The fact that teenagers are grappling with intimate partner violence might be surprising, but it’s actually incredibly common.
In 2017 alone, 7 percent of high schoolers said they had experienced sexual violence by a dating partner, and 8 percent reported physical violence, according to C.D.C. “That translates to a huge number of adolescents,” Adhia said.
Include psychological abuse, and these numbers rise significantly. More than 60 percent of adolescents who date (both boys and girls) said they had experienced physical, sexual or psychological abuse from a partner, according to the National Survey on Teen Relationships and Intimate Violence published in 2016.
“These relationships set the stage for future relationships,” Adhia said, adding that this abuse could lead to long-lasting emotional scars like anxiety, depression, substance use, antisocial behavior, eating disorders and suicidal thoughts.
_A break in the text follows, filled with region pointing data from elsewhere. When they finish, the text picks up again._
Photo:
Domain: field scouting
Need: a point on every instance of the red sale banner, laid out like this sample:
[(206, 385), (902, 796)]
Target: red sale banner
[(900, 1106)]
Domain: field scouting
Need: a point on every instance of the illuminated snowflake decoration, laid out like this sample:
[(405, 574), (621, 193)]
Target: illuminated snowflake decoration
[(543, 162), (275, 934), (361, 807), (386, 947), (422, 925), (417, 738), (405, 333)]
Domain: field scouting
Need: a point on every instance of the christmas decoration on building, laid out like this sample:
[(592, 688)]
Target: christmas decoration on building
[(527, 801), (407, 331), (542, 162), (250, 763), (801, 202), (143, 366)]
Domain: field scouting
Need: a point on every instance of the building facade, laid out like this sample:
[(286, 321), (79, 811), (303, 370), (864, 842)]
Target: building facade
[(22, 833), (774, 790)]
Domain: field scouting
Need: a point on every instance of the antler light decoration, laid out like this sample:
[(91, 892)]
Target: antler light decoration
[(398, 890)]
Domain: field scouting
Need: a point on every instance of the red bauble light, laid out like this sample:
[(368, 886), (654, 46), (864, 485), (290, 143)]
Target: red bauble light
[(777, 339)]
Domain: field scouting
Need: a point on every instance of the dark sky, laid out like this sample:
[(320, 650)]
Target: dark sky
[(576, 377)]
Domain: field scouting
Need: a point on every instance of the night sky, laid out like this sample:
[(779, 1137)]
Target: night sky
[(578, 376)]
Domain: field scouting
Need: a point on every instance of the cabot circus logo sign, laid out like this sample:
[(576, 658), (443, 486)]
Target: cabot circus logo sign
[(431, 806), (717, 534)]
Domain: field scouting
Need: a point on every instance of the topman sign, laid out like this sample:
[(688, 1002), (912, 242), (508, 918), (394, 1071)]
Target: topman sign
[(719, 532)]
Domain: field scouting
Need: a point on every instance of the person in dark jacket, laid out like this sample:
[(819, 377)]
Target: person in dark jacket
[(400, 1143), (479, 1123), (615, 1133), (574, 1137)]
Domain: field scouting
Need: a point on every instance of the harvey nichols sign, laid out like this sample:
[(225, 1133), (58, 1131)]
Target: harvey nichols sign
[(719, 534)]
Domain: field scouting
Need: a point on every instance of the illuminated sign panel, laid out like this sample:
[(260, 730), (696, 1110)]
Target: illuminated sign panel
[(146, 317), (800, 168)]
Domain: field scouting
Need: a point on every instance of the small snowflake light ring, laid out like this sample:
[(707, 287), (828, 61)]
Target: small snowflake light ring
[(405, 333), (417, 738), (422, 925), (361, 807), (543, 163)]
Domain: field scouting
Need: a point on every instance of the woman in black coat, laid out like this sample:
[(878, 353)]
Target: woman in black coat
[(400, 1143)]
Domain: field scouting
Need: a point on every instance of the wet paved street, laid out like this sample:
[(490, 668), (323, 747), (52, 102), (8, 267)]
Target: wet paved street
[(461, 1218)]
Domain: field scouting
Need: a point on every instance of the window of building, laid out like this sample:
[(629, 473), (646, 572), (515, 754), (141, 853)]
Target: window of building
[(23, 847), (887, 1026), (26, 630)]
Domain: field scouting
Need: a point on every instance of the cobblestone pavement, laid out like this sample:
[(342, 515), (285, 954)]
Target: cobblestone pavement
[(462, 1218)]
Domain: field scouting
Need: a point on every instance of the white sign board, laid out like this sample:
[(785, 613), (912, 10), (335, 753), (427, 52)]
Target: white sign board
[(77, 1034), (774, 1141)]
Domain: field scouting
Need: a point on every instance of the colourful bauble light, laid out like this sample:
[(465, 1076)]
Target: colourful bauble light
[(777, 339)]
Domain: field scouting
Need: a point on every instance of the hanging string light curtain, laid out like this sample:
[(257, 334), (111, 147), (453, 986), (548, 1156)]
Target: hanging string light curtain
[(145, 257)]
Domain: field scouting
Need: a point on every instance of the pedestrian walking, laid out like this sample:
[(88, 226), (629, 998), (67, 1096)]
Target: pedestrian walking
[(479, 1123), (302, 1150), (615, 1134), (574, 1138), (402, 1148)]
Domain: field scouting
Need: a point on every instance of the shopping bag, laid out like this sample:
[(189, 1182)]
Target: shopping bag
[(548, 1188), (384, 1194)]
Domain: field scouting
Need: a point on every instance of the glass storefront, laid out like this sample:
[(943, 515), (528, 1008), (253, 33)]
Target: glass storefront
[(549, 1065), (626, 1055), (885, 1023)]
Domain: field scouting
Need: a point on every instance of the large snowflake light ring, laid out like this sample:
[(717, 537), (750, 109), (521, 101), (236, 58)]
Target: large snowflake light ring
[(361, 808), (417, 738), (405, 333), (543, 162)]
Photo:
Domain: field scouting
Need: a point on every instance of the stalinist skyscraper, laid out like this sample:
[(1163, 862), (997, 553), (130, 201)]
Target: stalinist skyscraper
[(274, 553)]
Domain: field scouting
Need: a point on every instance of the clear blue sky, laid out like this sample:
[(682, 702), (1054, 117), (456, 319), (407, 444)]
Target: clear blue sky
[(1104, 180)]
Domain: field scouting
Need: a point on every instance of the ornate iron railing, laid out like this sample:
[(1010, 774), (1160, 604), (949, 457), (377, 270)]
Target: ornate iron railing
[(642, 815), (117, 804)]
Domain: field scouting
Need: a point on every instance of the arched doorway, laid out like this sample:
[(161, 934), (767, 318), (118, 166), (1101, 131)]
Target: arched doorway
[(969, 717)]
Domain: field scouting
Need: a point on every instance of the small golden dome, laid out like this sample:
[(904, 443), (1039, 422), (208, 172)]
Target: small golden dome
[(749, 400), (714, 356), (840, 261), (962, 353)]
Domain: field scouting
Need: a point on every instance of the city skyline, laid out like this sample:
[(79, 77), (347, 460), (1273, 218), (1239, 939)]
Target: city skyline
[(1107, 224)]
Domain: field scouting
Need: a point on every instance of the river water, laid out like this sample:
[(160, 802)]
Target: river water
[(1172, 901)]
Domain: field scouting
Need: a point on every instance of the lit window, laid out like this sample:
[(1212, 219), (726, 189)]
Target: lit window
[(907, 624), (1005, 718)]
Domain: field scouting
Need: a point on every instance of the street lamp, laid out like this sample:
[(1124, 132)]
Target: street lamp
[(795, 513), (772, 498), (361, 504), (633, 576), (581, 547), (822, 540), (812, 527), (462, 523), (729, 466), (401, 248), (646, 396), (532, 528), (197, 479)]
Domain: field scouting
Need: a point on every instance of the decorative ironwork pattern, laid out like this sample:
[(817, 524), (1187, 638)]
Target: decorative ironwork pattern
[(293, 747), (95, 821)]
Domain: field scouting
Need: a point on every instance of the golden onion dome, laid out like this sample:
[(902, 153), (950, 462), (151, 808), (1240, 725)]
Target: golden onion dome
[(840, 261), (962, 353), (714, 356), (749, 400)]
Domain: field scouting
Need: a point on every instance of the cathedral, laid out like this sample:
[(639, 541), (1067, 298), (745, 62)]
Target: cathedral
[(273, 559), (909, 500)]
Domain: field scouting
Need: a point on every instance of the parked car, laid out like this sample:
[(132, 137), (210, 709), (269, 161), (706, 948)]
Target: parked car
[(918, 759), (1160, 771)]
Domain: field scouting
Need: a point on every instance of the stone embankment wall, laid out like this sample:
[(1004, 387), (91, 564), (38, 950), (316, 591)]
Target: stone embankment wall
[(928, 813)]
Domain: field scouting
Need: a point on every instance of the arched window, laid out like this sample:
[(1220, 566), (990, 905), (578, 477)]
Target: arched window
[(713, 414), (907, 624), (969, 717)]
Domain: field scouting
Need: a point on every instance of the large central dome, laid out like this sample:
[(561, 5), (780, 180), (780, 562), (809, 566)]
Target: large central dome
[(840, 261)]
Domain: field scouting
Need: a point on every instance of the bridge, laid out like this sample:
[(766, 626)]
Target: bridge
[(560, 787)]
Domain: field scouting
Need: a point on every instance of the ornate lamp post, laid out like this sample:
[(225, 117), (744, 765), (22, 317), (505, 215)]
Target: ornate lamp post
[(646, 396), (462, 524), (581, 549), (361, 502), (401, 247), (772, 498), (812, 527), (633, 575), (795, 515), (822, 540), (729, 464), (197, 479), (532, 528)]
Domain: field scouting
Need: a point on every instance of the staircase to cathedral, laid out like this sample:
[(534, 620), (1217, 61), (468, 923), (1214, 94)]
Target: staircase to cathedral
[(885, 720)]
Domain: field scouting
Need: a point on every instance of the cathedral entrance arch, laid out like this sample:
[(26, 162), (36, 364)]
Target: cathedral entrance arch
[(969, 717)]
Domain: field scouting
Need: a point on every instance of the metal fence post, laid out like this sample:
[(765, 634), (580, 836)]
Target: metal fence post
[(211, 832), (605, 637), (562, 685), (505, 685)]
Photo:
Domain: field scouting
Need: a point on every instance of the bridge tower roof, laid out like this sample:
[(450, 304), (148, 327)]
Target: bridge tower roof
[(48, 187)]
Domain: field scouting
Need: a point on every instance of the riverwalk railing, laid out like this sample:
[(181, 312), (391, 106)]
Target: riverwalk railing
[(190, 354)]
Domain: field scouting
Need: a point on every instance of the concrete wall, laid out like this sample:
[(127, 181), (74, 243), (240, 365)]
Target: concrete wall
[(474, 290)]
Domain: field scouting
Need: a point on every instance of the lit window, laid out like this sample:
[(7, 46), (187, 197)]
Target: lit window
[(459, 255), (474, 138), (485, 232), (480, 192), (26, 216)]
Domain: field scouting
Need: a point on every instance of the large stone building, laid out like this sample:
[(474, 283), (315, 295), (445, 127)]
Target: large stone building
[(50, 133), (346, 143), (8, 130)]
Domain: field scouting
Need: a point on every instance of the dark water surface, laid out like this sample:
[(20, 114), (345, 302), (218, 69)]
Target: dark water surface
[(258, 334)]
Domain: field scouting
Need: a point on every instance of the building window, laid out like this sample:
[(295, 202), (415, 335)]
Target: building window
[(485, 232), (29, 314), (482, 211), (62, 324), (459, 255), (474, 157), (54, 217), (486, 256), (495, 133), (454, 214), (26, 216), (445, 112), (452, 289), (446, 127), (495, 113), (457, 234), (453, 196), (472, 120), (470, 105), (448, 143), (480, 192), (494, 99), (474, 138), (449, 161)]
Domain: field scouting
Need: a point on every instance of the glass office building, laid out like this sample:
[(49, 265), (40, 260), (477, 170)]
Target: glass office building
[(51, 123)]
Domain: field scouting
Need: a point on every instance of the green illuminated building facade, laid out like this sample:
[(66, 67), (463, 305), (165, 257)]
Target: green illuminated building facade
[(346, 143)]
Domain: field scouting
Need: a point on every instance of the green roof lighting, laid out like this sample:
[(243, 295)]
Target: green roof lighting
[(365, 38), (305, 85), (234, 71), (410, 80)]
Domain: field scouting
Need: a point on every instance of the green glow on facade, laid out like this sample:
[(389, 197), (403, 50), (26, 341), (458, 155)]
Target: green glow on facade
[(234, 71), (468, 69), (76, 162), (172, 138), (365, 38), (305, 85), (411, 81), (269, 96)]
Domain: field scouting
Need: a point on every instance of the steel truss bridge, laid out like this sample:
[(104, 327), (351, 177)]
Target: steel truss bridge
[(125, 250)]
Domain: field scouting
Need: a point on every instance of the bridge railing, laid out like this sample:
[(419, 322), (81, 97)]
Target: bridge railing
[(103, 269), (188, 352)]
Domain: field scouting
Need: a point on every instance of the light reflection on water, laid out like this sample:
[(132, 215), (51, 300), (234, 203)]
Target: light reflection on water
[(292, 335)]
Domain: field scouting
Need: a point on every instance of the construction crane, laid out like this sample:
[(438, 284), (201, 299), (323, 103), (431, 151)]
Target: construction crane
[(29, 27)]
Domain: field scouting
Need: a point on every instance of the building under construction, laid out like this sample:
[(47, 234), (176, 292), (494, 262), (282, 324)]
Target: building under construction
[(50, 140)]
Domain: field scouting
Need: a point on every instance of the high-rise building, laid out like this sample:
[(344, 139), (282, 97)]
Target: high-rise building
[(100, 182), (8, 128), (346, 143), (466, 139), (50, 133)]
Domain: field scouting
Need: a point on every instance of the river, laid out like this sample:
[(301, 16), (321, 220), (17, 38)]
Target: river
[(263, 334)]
What can be done? Dr. Megan Bair-Merritt, a pediatrician at Boston Medical Center and Boston University School of Medicine who wrote an editorial to accompany the study, says it’s important for adults to foster open and honest conversations about relationships with the children in their lives, even before they start dating.
Children should also know they have “safe adults” (parents, grandparents, teachers, coaches) to rely on during hard times, Bair-Merritt said.
“Safe relationships with adults buffer from stressors,” she said. “The more, the better.”